Neither is there any intrinsic free speech right—or any other 1st Amendment right or any other right sourced to any other clause or clauses of our Constitution—to a government job. The government, like any potential employer, has its own intrinsic right to determine for itself the qualifications required for a job and then to determine for itself who the best candidate(s) might be to be hired into that job.

Nor is there any such right held by Georgetown Law School to place its graduates into any particular job, including a government one.

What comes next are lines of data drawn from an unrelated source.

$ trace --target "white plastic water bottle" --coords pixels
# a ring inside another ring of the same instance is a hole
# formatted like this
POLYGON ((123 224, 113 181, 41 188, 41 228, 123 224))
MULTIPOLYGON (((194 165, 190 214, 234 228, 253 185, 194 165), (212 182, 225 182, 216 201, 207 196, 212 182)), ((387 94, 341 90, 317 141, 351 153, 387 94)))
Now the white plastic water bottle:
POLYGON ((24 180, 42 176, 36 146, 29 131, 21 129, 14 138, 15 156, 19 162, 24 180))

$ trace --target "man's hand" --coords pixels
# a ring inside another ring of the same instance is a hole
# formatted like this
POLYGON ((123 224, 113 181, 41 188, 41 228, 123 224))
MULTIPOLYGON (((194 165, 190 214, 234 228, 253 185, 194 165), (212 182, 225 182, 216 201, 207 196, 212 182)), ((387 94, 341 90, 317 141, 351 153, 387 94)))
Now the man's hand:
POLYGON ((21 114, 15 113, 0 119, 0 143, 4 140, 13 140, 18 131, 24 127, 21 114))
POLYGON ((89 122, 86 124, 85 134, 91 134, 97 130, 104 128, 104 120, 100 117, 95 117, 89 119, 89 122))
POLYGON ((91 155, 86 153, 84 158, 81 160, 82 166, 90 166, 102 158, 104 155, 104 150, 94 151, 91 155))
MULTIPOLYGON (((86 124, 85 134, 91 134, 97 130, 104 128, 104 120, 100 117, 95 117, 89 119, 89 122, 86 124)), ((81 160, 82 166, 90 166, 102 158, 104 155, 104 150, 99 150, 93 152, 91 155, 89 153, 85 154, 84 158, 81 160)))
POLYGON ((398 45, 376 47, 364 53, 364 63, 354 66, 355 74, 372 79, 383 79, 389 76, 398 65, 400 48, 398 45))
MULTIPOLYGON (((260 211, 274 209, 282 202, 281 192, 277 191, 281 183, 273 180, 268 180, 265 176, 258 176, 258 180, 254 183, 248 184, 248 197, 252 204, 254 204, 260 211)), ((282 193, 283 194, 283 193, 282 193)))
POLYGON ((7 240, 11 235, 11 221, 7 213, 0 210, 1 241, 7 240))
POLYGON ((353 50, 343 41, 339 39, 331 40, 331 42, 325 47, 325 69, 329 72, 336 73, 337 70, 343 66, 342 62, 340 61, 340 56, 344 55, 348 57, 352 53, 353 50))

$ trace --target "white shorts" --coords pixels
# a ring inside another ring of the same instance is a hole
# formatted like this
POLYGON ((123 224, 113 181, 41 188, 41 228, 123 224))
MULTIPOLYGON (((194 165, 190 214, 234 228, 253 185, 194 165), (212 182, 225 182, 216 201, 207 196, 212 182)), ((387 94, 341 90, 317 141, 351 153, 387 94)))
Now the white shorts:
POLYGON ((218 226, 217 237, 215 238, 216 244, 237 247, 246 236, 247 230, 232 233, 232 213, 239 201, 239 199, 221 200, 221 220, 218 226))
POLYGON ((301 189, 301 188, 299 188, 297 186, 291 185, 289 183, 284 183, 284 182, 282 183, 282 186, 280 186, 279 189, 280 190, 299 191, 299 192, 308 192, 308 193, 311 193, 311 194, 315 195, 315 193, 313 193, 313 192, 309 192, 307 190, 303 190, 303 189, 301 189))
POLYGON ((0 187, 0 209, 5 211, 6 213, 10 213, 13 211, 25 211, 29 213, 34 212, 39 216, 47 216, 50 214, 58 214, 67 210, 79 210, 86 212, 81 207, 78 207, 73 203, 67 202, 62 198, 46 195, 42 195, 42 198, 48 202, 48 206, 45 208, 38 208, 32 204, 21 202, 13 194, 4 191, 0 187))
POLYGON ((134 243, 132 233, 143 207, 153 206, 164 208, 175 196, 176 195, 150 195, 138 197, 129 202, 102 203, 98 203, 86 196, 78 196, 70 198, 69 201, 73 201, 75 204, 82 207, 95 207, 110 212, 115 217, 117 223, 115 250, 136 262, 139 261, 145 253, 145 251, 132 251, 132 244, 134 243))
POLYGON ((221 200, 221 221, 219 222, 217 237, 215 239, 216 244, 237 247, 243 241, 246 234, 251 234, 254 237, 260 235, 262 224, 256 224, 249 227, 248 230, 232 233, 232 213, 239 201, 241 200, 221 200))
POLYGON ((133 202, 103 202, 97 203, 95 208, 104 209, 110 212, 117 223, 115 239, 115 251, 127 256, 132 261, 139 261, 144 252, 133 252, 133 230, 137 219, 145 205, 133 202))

Back to the bullying foolishness: if Georgetown managers feel bullied by this, that’s their conscious choice. It would be particularly easy, though, for these worthies to stand up to the alleged Trumpian bullying. The Federal government’s authority to enforce any demand, whether to desist from DEI efforts or anything else, extends only so far as Georgetown Law School takes in Federal dollars. The institution is under no obligation to take those dollars. The school’s managers could eliminate the pressures they’ve chosen to perceive simply by ceasing those acceptances rather than ceasing their DEI efforts.

Not an Excuse

FTC Chairman Andrew Ferguson has his lawyers in court asking the judge to delay an ongoing and longstanding suit against Amazon. The excuse is this:

Our resource constraints are severe[.]

Oh, wah. The convenience of the government is no excuse for this—or any—delay. Our Constitution requires a speedy and public trial, and that extends to civil trials, also, where the value in controversy shall exceed twenty dollars, as this one surely does. There is nothing in either of those two Amendments, or anywhere else in our Constitution, that caveats any of our rights on what any Government personage decides is convenient to himself.

The FTC’s attempt is just another cynical attempt to drag out an intrinsically lousy suit in the hope that Amazon eventually will roll over and “settle.”

No. Amazon should refuse any sort of settlement other than a court declaratory ruling in Amazon’s favor, with legal and reputational damages awarded Amazon. In an ideal world, the judge either would so rule, or he would dismiss the case with prejudice (with costs awarded) and heavily fiscally sanction the FTC’s lawyers for seeking to extend so blatantly obvious a frivolous suit.